Individuals could now purchase personal HMDs to experience great immersive content. And they could drive these HMDs and experiments from an individual PC or workstation with a powerful GPU.

Suddenly, virtual reality was accessible to millions of individuals, and a large ecosystem quickly sprang up, filled with innovation and excitement.

In recent years, a new wave of VR innovation has begun with the launch of all-in-one (AIO) headsets. Previously, fully immersive VR experiences required a physical connection to a powerful PC. The HMD could not function as a standalone device, as it had no operating system and no ability to compute the image.

But with AIO headsets, users gained access to a dedicated device with a simple setup that could deliver fully tracked virtual reality anywhere, anytime. Coupled with the innovation of VR streaming technology, users can now enjoy powerful VR environments even on the go.

Latest trends in XR

High-quality XR is becoming more and more accessible. Consumers around the world are buying AIOs to experience XR, from immersive gaming to distance learning to virtual training. Large companies are integrating XR into their workflows and design processes. XR dramatically improves design implementation through the inclusion of a digital twin.

Image courtesy of Innoactive.

And one of the biggest trends today is the streaming of XR experiences via 5G from the cloud. This eliminates the need to be tethered to workstations or limit experiments to a single space.

By streaming over 5G from the cloud, people can use XR devices and get the computing power to run XR experiences from a data center, regardless of location and time. Advanced solutions like NVIDIA CloudXR make immersive streaming more accessible, so more XR users can enjoy high-fidelity environments from anywhere.

AR is also becoming more common. After Pokemon GO has become a household name, AR has emerged in a number of additional consumer-focused areas. Many social media platforms added filters that users could overlay on their face. Retail organizations have incorporated AR to showcase photorealistic rendered 3D products, allowing customers to place these products in a room and view them in any space.

Additionally, companies in various industries such as architecture, manufacturing, healthcare, and many more are using technology to dramatically improve workflows and create unique interactive experiences. For example, architects and design teams are incorporating augmented reality for construction project tracking, so they can see progress on site and compare it to digital designs.

And while still fairly new, MR is expanding into the XR space. The trends are exemplified by the emergence of many new helmets designed for RM, including the Varjo XR-3. With MR headsets, engineering, design, simulation and research professionals can develop and interact with their 3D models in real life.
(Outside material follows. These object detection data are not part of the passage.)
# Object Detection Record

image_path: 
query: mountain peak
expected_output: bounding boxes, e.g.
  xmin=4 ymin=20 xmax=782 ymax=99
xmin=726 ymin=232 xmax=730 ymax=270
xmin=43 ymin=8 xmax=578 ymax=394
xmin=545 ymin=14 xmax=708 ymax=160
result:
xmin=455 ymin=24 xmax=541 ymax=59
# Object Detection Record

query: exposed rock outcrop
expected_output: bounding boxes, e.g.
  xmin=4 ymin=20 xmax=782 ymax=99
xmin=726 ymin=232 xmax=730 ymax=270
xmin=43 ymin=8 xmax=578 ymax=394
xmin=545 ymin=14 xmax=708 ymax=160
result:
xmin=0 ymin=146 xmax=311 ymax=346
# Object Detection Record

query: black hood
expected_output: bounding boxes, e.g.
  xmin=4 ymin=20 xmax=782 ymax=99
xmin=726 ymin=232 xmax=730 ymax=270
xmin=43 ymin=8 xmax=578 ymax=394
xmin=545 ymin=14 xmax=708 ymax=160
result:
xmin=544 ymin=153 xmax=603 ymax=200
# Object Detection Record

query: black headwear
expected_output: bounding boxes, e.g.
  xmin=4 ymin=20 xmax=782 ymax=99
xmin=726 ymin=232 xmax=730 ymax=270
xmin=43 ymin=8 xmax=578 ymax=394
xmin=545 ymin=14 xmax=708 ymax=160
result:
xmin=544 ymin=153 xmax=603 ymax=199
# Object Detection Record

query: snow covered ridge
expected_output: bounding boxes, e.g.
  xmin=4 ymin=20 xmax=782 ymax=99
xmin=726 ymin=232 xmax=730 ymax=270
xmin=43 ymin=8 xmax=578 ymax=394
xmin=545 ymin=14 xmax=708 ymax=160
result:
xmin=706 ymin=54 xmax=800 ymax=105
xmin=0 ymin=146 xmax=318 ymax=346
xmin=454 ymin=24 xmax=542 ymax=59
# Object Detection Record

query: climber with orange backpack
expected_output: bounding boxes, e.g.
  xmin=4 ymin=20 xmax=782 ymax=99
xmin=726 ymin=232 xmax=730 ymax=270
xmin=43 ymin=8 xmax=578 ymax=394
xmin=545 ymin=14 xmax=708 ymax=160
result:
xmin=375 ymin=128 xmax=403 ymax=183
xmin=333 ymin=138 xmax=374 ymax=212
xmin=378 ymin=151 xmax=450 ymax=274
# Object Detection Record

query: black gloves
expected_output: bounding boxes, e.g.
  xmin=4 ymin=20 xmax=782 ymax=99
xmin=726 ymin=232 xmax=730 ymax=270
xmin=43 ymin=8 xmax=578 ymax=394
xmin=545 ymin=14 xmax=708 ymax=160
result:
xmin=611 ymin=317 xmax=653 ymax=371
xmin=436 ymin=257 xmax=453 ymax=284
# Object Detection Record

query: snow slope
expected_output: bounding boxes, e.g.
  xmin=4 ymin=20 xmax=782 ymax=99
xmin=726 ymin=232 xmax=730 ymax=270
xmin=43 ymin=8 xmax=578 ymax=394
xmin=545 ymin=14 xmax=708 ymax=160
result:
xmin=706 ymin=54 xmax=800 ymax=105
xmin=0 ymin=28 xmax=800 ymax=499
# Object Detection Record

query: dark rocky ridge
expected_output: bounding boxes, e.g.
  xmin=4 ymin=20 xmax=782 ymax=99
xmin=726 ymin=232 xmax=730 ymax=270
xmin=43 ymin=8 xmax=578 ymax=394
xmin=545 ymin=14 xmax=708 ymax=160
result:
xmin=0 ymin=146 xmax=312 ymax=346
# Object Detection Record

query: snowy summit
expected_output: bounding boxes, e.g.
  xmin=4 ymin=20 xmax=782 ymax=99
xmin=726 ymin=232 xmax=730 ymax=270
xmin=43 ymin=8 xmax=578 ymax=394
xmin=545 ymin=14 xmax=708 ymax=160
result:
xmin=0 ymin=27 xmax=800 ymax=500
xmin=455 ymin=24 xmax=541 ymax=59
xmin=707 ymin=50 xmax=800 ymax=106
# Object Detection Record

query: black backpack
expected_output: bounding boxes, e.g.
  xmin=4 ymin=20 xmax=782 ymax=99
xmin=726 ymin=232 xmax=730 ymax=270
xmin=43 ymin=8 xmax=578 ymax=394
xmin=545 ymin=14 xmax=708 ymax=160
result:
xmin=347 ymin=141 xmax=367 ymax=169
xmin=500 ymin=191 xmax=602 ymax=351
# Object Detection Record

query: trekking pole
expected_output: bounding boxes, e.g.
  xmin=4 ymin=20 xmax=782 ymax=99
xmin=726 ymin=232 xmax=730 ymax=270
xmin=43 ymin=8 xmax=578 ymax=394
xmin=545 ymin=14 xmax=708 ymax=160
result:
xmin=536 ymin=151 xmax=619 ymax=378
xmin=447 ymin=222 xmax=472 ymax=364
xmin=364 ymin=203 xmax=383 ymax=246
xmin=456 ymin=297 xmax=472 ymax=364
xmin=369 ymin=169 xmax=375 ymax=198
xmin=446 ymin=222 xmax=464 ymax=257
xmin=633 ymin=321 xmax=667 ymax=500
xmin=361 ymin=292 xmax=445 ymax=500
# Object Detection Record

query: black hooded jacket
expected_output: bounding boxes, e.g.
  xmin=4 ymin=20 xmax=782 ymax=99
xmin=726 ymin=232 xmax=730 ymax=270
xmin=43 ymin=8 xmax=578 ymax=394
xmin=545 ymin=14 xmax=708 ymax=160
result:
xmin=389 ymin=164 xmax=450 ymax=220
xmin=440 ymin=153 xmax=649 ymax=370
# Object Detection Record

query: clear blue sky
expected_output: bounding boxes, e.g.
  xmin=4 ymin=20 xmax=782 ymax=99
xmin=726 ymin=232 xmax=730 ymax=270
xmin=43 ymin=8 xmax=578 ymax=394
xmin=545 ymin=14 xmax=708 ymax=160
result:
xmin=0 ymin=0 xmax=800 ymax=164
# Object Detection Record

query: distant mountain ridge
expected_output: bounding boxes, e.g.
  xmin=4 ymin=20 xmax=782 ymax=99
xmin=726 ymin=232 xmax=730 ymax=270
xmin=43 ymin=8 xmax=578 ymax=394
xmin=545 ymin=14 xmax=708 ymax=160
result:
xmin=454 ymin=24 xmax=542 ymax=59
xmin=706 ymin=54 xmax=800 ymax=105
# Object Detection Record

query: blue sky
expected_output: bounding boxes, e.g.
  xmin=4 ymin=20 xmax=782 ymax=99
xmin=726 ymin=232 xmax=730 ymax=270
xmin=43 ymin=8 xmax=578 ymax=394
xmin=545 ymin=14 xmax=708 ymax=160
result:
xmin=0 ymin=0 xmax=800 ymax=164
Varjo XR-3 helmet. Image courtesy of Varjo.

The future of XR

As XR technology advances, another technology is propelling users into a new era: artificial intelligence.

AI will play a major role in the XR space, from virtual assistants helping designers in VR to smart AR overlays that can guide individuals through DIY projects.
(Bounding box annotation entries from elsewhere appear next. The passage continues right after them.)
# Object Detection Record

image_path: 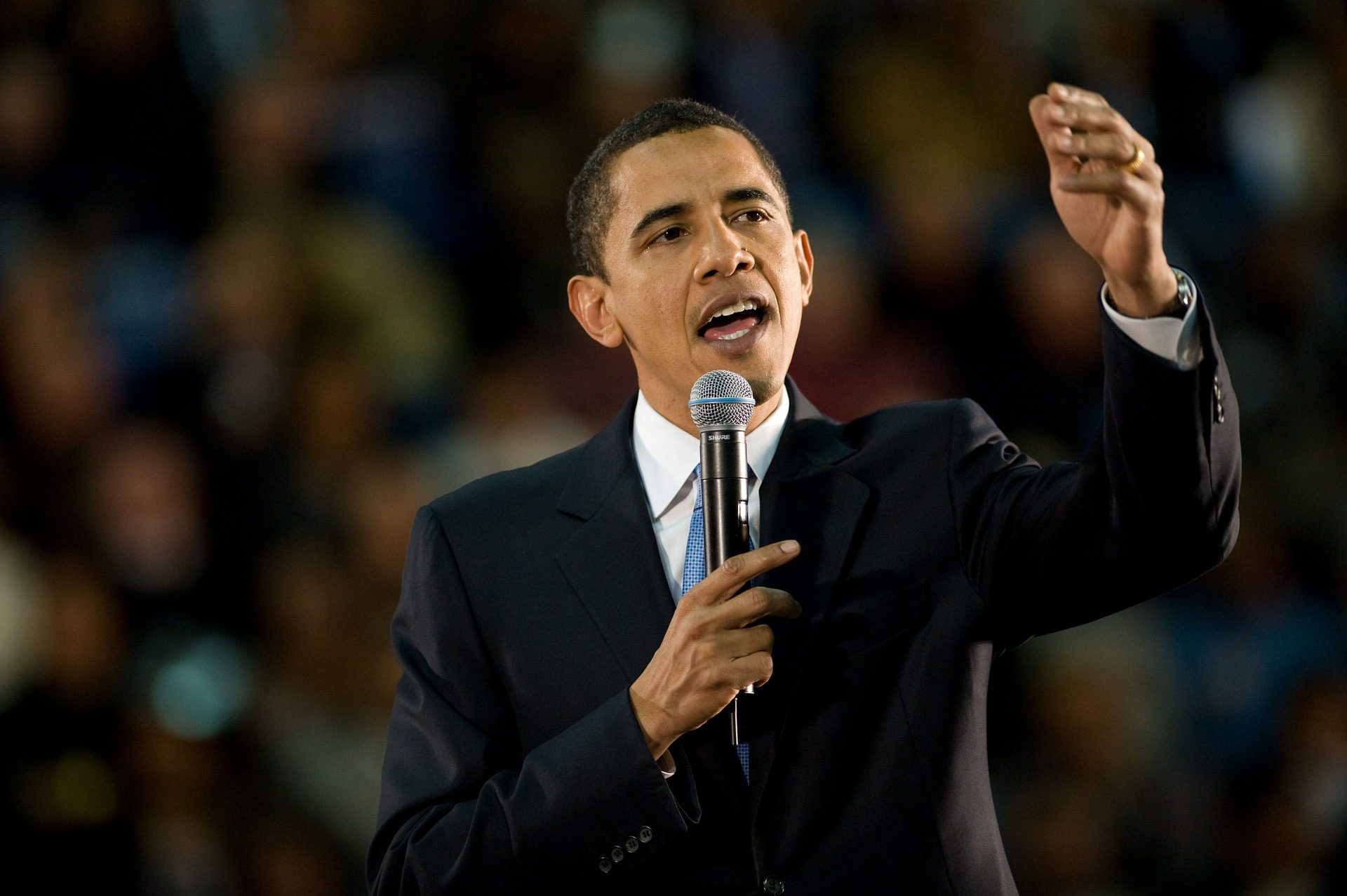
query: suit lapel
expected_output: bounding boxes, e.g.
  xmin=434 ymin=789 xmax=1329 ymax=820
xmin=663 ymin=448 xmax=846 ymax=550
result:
xmin=556 ymin=397 xmax=674 ymax=683
xmin=739 ymin=380 xmax=871 ymax=811
xmin=556 ymin=379 xmax=870 ymax=813
xmin=556 ymin=397 xmax=748 ymax=814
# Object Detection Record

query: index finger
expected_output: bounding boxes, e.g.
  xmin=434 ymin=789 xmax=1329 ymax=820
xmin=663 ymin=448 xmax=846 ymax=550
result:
xmin=1048 ymin=81 xmax=1108 ymax=108
xmin=681 ymin=539 xmax=800 ymax=606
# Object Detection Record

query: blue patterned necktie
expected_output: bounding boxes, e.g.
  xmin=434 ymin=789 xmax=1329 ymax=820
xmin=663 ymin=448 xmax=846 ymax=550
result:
xmin=683 ymin=464 xmax=753 ymax=784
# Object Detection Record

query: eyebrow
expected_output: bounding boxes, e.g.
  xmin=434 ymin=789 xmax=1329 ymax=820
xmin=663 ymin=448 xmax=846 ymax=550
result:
xmin=628 ymin=187 xmax=776 ymax=240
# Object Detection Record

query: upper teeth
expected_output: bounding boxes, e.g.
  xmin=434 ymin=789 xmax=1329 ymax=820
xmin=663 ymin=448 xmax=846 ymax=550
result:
xmin=711 ymin=299 xmax=757 ymax=321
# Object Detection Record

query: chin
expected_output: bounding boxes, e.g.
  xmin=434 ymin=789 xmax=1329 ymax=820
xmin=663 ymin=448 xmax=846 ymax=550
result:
xmin=744 ymin=373 xmax=785 ymax=404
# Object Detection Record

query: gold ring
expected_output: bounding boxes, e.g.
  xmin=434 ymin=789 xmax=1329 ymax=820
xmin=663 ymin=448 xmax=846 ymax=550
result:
xmin=1118 ymin=143 xmax=1146 ymax=174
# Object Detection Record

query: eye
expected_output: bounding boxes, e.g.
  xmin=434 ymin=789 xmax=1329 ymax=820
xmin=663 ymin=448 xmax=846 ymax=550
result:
xmin=650 ymin=228 xmax=685 ymax=245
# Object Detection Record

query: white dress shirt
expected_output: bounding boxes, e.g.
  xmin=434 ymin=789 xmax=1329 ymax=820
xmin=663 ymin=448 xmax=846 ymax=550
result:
xmin=631 ymin=389 xmax=791 ymax=602
xmin=631 ymin=288 xmax=1202 ymax=602
xmin=631 ymin=290 xmax=1202 ymax=779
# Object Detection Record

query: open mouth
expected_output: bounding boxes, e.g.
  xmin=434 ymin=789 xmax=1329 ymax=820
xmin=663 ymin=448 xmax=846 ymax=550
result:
xmin=697 ymin=299 xmax=764 ymax=342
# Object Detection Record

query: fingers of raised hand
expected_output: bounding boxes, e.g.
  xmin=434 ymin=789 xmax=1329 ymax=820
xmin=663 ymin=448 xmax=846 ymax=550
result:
xmin=679 ymin=540 xmax=800 ymax=606
xmin=1048 ymin=81 xmax=1108 ymax=107
xmin=730 ymin=651 xmax=773 ymax=690
xmin=722 ymin=584 xmax=801 ymax=628
xmin=725 ymin=625 xmax=776 ymax=659
xmin=1056 ymin=168 xmax=1164 ymax=213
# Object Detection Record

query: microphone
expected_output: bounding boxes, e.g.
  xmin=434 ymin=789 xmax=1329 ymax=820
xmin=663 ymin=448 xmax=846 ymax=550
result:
xmin=687 ymin=370 xmax=756 ymax=745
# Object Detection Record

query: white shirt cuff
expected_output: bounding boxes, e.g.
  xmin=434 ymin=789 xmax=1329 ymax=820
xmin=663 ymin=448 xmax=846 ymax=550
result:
xmin=1099 ymin=283 xmax=1202 ymax=370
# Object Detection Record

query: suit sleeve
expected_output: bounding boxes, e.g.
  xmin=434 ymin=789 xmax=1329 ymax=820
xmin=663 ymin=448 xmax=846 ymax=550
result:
xmin=366 ymin=507 xmax=699 ymax=893
xmin=950 ymin=296 xmax=1240 ymax=651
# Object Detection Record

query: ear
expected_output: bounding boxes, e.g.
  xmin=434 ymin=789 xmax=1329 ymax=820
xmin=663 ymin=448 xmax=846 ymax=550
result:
xmin=565 ymin=274 xmax=622 ymax=349
xmin=795 ymin=230 xmax=814 ymax=307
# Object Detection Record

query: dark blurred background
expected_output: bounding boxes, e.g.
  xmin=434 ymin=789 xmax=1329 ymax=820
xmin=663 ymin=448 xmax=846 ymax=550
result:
xmin=0 ymin=0 xmax=1347 ymax=896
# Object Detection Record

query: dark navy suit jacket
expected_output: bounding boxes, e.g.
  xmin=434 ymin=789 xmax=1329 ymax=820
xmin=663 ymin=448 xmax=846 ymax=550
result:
xmin=368 ymin=307 xmax=1239 ymax=896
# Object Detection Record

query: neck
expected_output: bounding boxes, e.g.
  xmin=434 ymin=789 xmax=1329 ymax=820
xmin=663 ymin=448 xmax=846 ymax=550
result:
xmin=641 ymin=385 xmax=785 ymax=435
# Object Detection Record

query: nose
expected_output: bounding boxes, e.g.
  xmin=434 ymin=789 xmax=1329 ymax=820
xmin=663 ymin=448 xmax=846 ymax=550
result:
xmin=695 ymin=220 xmax=754 ymax=283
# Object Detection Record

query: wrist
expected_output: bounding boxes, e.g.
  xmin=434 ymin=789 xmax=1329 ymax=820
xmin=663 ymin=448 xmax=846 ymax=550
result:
xmin=1104 ymin=264 xmax=1179 ymax=318
xmin=626 ymin=686 xmax=678 ymax=761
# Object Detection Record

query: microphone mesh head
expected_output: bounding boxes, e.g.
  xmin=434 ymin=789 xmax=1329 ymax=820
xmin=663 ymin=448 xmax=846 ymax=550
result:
xmin=688 ymin=370 xmax=756 ymax=430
For example, imagine wearing a headset and telling the content what to do through natural speech and gestures. With hands-free, voice-activated virtual agents, even non-experts will be able to create stunning designs, complete extremely complex projects, and harness the capabilities of powerful applications.

Platforms like NVIDIA Omniverse have already changed the way users create 3D simulations and virtual worlds. Omniverse enables users around the world to develop and operate digital twin simulations. The platform gives users the flexibility to connect to the physically accurate, fully ray-traced virtual world through 2D monitors, or their preferred XR experience, so they can experience vast virtual worlds in an immersive way.

Stepping into the next evolution of XR, the possibilities are virtually limitless.

Learn more and find out how companies can integrate XR with NVIDIA technologies.

The featured blog image includes KPF and Lenovo.